2.1 リレーショナルデータベースとSQL
2.2 表の定義と削除
2.3 データの入力、検索、更新、削除
なお、SQLの詳しい使用方法については第3章で改めて説明することにします。
2.1 リレーショナルデータベースとSQL
この節では、リレーショナルデータベースの基本概念とSQLの基本事項について説明します。
リレーショナルデータベース(RDB: Relational Database)
リレーショナルデータベースは、データを表の形で管理するデータベースです。表のことをテーブルやリレーションと呼ぶこともあります。表は、商品や社員など、同じ概念に属するデータ集合の単位で作成します。一般に、表にはその内容を表す名前(表名)を付け、必要に応じて複数の表を1つのデータベース中に作成することになります。
表の縦方向のデータの並びを列、横方向の並びを行と呼びます。列のことをカラムや属性、行のことをタプルやレコードと呼ぶこともあります。列には名前(列名)を付けますが、行には名前が付きません。行を識別したい場合には、特定の列を主キーとして定義し、主キーの値によって識別します。
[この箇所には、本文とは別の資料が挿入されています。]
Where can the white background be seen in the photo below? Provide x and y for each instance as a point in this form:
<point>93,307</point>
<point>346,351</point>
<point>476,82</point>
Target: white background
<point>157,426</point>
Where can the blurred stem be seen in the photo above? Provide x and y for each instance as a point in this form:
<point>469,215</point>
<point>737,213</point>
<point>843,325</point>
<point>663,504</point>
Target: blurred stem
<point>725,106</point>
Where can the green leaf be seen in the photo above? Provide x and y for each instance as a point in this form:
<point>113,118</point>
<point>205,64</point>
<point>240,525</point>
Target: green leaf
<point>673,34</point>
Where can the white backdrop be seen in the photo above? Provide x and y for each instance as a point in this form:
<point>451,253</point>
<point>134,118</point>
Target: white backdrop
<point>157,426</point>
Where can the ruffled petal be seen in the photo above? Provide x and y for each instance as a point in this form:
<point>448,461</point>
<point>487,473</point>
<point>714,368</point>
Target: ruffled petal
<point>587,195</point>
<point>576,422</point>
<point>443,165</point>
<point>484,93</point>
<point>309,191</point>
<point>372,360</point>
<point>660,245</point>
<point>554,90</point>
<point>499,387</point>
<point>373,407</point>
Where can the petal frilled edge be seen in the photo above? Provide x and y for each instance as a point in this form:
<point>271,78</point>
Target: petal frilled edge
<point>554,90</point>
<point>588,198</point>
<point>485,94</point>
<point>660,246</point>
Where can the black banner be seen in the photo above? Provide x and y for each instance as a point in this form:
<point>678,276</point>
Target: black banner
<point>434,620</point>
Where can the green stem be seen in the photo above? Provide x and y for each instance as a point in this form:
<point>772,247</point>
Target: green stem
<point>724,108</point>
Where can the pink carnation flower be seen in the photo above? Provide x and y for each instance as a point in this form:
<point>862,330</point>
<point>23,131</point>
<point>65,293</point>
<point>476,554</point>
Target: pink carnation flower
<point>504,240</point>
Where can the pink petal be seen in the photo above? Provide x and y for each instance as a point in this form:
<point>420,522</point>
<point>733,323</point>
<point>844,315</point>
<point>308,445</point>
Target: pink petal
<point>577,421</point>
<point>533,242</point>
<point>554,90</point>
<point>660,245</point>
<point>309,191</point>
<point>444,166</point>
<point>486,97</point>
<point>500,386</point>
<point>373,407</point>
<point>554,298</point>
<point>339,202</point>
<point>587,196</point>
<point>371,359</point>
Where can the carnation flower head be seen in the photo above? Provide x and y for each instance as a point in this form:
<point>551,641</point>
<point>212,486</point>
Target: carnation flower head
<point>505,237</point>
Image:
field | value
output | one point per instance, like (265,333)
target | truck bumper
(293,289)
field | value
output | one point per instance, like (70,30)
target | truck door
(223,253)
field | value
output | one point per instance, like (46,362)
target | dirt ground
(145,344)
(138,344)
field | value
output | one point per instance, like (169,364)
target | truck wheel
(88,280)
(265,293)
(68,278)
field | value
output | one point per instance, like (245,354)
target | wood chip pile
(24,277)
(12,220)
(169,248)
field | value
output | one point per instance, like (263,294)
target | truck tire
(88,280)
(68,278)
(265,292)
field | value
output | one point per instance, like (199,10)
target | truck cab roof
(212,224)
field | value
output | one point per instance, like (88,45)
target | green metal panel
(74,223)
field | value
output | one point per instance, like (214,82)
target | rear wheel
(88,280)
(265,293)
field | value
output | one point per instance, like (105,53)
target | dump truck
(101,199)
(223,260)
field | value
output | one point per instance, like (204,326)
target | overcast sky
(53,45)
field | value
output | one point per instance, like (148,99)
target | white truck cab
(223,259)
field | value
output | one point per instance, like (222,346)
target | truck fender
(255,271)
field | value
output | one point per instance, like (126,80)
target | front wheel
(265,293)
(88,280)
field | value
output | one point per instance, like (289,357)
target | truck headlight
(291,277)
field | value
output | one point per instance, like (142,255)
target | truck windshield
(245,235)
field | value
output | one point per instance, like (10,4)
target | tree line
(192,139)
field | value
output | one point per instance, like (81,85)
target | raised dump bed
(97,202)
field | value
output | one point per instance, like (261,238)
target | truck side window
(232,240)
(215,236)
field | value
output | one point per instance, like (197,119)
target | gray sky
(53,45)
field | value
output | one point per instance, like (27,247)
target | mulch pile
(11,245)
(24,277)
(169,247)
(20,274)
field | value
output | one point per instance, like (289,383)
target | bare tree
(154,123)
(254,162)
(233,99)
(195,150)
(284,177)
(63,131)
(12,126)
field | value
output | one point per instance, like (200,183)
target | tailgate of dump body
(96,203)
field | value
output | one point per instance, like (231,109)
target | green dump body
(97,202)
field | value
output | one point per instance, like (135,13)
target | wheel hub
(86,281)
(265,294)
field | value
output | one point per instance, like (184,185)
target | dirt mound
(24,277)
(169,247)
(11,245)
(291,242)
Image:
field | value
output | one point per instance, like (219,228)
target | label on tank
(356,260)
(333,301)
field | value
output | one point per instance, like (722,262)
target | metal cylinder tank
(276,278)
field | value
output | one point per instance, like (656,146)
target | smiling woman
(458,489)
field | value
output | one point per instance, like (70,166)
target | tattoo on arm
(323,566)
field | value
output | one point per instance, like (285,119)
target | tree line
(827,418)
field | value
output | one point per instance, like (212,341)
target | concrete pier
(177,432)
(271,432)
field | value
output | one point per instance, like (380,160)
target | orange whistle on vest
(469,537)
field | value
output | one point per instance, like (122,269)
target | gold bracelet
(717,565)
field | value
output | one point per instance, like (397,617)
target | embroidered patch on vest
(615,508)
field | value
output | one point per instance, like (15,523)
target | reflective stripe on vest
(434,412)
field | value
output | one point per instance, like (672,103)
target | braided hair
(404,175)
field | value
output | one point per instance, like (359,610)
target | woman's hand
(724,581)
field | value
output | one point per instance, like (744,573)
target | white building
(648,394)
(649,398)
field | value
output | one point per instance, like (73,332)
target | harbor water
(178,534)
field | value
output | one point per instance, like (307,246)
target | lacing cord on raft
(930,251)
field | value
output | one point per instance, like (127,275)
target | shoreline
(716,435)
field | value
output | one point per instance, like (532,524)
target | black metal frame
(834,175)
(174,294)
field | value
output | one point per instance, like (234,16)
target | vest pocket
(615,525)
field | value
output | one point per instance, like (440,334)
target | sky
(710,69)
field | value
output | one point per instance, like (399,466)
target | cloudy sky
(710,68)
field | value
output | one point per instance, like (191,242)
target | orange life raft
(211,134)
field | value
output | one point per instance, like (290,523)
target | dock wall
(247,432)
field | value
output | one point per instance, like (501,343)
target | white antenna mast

以下は、社員に関する表(社員表)の例です。
社員表
社員番号 | 氏名 | 所属 | 生年月日 |
---|---|---|---|
1 | 佐藤未来 | 総務部 | 1960-07-08 |
2 | 鈴木薫 | 技術本部 | 1970-05-05 |
3 | 高橋光 | 営業本部 | 1980-03-02 |
社員表は4つの列と3つの行で構成されています。各列は同じデータ型のデータで構成されており、例えば社員番号列には整数データ、氏名列と所属列には文字列データ、生年月日列には日付データが格納されています。また、各行は個々の社員のデータを表しており、例えば1行目は、社員番号1番、佐藤未来、総務部所属、1960年7月8日生まれの社員を表しています。
SQL
SQL(エスキューエル)は、リレーショナルデータベースの標準言語です。1987年に国際標準が制定され、基本機能はPostgreSQLを含むすべてのリレーショナルデータベースで利用できます。SQLはコマンドとして入力するほかに、一般のプログラミング言語に組み込んで使用することもできます。SQLには機能単位に多数の文(SQL文)が用意されています。一般に1つのSQL文は、複数の句から構成されます。以下は、社員表から社員番号1番の社員の氏名を検索するSQL文(SELECT文)の例です。
SELECT 氏名
FROM 社員表
WHERE 社員番号 = 1
このSELECT文は、SELECT句、FROM句、WHERE句の3つの句を含みます。
SQL文の基本ルール
SQL文には、以下の基本ルールがあります。
- SQL文を構成するSELECT, FROM等の句を指定できる順序は固定であり、変更はできません。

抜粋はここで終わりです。